For the code below, I get different results on the CPU and GPU. The differences appear in the array PFT. Repeated running will change the differences, and occasionally may produce no difference.
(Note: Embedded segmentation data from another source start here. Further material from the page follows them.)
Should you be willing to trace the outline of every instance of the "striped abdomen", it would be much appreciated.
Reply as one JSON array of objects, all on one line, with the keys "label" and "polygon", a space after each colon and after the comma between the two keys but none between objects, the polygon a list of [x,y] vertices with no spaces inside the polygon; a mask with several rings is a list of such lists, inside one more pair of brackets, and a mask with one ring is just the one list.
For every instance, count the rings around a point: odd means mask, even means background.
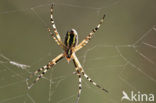
[{"label": "striped abdomen", "polygon": [[68,31],[65,36],[65,41],[64,44],[66,46],[66,58],[70,59],[71,55],[73,53],[73,48],[77,45],[78,43],[78,35],[75,29],[72,29],[71,31]]}]

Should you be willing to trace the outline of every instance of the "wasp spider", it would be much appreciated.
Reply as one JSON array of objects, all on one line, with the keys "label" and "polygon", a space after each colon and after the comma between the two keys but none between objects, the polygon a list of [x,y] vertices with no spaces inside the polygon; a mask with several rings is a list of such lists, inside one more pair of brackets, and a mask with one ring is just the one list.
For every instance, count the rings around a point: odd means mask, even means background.
[{"label": "wasp spider", "polygon": [[38,77],[34,80],[33,84],[36,83],[40,78],[43,77],[43,75],[54,65],[56,65],[57,62],[59,62],[61,59],[64,57],[66,60],[69,62],[70,60],[73,61],[76,74],[79,79],[79,91],[78,91],[78,97],[77,97],[77,103],[80,99],[80,94],[81,94],[81,89],[82,89],[82,80],[81,76],[84,76],[89,82],[91,82],[93,85],[96,87],[102,89],[105,92],[108,92],[106,89],[102,88],[100,85],[96,84],[85,72],[84,69],[82,68],[75,52],[80,50],[82,47],[84,47],[88,41],[92,38],[93,34],[100,28],[100,25],[103,23],[105,18],[105,15],[101,19],[100,23],[89,33],[89,35],[81,42],[78,44],[78,34],[75,29],[71,29],[70,31],[67,31],[66,36],[65,36],[65,41],[64,43],[61,40],[61,37],[57,31],[57,28],[54,23],[53,19],[53,4],[51,5],[51,24],[54,29],[55,35],[51,32],[50,28],[48,28],[49,33],[51,34],[52,38],[56,41],[56,43],[64,50],[64,53],[59,54],[56,58],[54,58],[52,61],[50,61],[47,65],[39,68],[36,70],[33,75],[37,75],[39,72],[42,71],[41,74],[38,75]]}]

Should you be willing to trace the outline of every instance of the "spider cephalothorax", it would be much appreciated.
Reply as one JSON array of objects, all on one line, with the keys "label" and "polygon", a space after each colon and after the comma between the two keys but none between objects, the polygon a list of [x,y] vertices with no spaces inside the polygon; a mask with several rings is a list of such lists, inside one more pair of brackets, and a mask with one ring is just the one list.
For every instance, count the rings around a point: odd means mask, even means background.
[{"label": "spider cephalothorax", "polygon": [[71,55],[74,52],[75,46],[77,46],[78,43],[78,34],[75,29],[71,29],[70,31],[67,31],[64,44],[65,44],[65,55],[66,59],[69,62],[71,59]]},{"label": "spider cephalothorax", "polygon": [[[93,85],[95,85],[96,87],[102,89],[105,92],[108,92],[106,89],[102,88],[100,85],[96,84],[84,71],[83,67],[81,66],[75,52],[80,50],[82,47],[84,47],[88,41],[92,38],[93,34],[100,28],[100,25],[103,23],[105,15],[103,16],[103,18],[101,19],[100,23],[88,34],[88,36],[82,40],[82,42],[80,42],[78,44],[78,34],[76,32],[75,29],[71,29],[70,31],[68,31],[65,35],[65,41],[64,43],[61,40],[61,37],[57,31],[57,28],[55,26],[54,23],[54,19],[53,19],[53,4],[51,6],[51,23],[52,23],[52,27],[54,29],[54,33],[53,34],[51,32],[51,30],[48,28],[49,33],[51,34],[51,36],[53,37],[53,39],[56,41],[56,43],[64,50],[64,53],[59,54],[57,57],[55,57],[53,60],[51,60],[47,65],[39,68],[38,70],[36,70],[33,75],[37,75],[38,73],[40,73],[42,71],[41,74],[38,75],[38,77],[35,79],[35,81],[33,82],[36,83],[40,78],[43,77],[43,75],[50,69],[52,68],[54,65],[57,64],[57,62],[59,62],[61,59],[63,59],[64,57],[67,59],[67,61],[69,62],[71,59],[73,60],[74,66],[75,66],[75,70],[76,70],[76,74],[78,75],[78,79],[79,79],[79,91],[78,91],[78,98],[77,98],[77,102],[79,101],[80,98],[80,94],[81,94],[81,89],[82,89],[82,80],[81,80],[81,76],[84,76],[90,83],[92,83]],[[32,84],[32,85],[33,85]],[[31,85],[31,86],[32,86]]]}]

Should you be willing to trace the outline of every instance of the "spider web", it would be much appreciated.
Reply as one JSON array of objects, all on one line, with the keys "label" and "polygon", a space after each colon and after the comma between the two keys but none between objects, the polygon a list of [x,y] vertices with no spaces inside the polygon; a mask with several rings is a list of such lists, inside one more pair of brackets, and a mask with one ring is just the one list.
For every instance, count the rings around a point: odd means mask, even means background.
[{"label": "spider web", "polygon": [[154,0],[4,0],[0,1],[0,103],[75,103],[78,78],[72,74],[73,63],[68,65],[65,59],[28,89],[30,74],[63,52],[47,32],[51,3],[62,39],[75,28],[83,40],[103,13],[107,15],[77,56],[85,72],[110,94],[83,78],[79,103],[121,103],[123,90],[156,93]]}]

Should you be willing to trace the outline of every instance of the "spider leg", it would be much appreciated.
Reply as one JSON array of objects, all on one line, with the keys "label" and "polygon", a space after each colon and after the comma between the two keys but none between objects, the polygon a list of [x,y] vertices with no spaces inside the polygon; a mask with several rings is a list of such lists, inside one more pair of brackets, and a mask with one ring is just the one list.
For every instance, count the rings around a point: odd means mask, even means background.
[{"label": "spider leg", "polygon": [[57,37],[57,40],[60,42],[61,45],[63,45],[62,43],[62,40],[61,40],[61,37],[57,31],[57,28],[56,28],[56,25],[55,25],[55,22],[54,22],[54,18],[53,18],[53,8],[54,4],[51,5],[51,9],[50,9],[50,12],[51,12],[51,15],[50,15],[50,21],[51,21],[51,24],[52,24],[52,27],[54,29],[54,33],[56,34],[56,37]]},{"label": "spider leg", "polygon": [[[56,58],[54,58],[52,61],[50,61],[47,65],[43,66],[42,68],[36,70],[33,74],[37,74],[40,71],[43,71],[32,83],[32,85],[34,85],[40,78],[43,77],[43,75],[50,69],[52,68],[54,65],[56,65],[56,63],[58,61],[60,61],[62,58],[64,57],[64,53],[61,53],[60,55],[58,55]],[[32,87],[31,85],[31,87]]]},{"label": "spider leg", "polygon": [[78,68],[80,69],[81,74],[90,82],[92,83],[94,86],[98,87],[99,89],[102,89],[103,91],[108,93],[108,90],[106,90],[105,88],[102,88],[100,85],[98,85],[97,83],[95,83],[83,70],[77,56],[75,55],[75,53],[73,53],[72,55],[73,57],[73,61],[75,62],[75,65],[78,66]]},{"label": "spider leg", "polygon": [[78,103],[79,99],[80,99],[80,95],[81,95],[81,90],[82,90],[82,79],[81,79],[81,74],[80,74],[79,68],[76,65],[74,59],[73,59],[73,63],[74,63],[74,66],[75,66],[76,74],[79,77],[79,91],[78,91],[78,96],[77,96],[77,101],[76,101],[76,103]]},{"label": "spider leg", "polygon": [[92,36],[95,34],[95,32],[100,28],[101,24],[104,21],[106,15],[103,15],[103,18],[100,20],[100,23],[89,33],[89,35],[75,48],[75,51],[80,50],[82,47],[84,47],[89,40],[92,38]]}]

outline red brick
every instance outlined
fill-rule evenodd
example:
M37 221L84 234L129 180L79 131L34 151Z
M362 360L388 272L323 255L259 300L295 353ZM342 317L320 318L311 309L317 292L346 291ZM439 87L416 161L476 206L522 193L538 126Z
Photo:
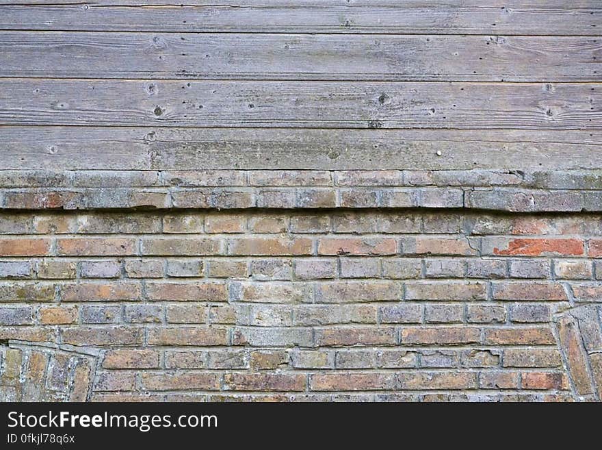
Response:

!$acc data copy(NWALLS, MAX_PIP, WALLDTSPLIT, WALLCONTACT(1:MAX_PIP,1:NWALLS), PEA(1:MAX_PIP,1:4), & !$acc& DES_POS_NEW(1:MAX_PIP,1:DIMN), W_POS_L(1:MAX_PIP,1:NWALLS,1:DIMN), PFT(1:MAX_PIP,1:MAXNEIGHBORS,1:DIMN) ) !$acc parallel !$acc loop gang, private(LL, NI, IW, PFT_TMP(1:DIMN), DIST(1:DIMN) ) DO LL = 1, MAX_PIP IF(.NOT.PEA(LL,1) .OR. PEA(LL,4) ) CYCLE DO IW = 1, NWALLS IF(.NOT.WALLDTSPLIT .OR. PEA(LL,2) .OR. PEA(LL,3) .OR. WALLCONTACT(LL,IW).NE.1 ) GOTO 200 NI=IW !Line added by AJ for debugging DIST(:)=ZERO !Line added by AJ for debugging DIST(:) = w_pos_l(LL,IW,:) - DES_POS_NEW(LL,:) ! Save the tangential displacement history with the correction of Coulomb's law PFT_TMP(:)=DIST(:) IF (PARTICLE_SLIDE) THEN ELSE PFT(LL,NI,:) = PFT_TMP(:) ENDIF PARTICLE_SLIDE = .FALSE. 200 CONTINUE ENDDO ! DO IW = 1, NWALLS ENDDO !Loop over particles LL to calculate wall contact !$acc end parallel !$acc end data
When I comment out the line
DIST(:) = w_pos_l(LL,IW,:) - DES_POS_NEW(LL,:)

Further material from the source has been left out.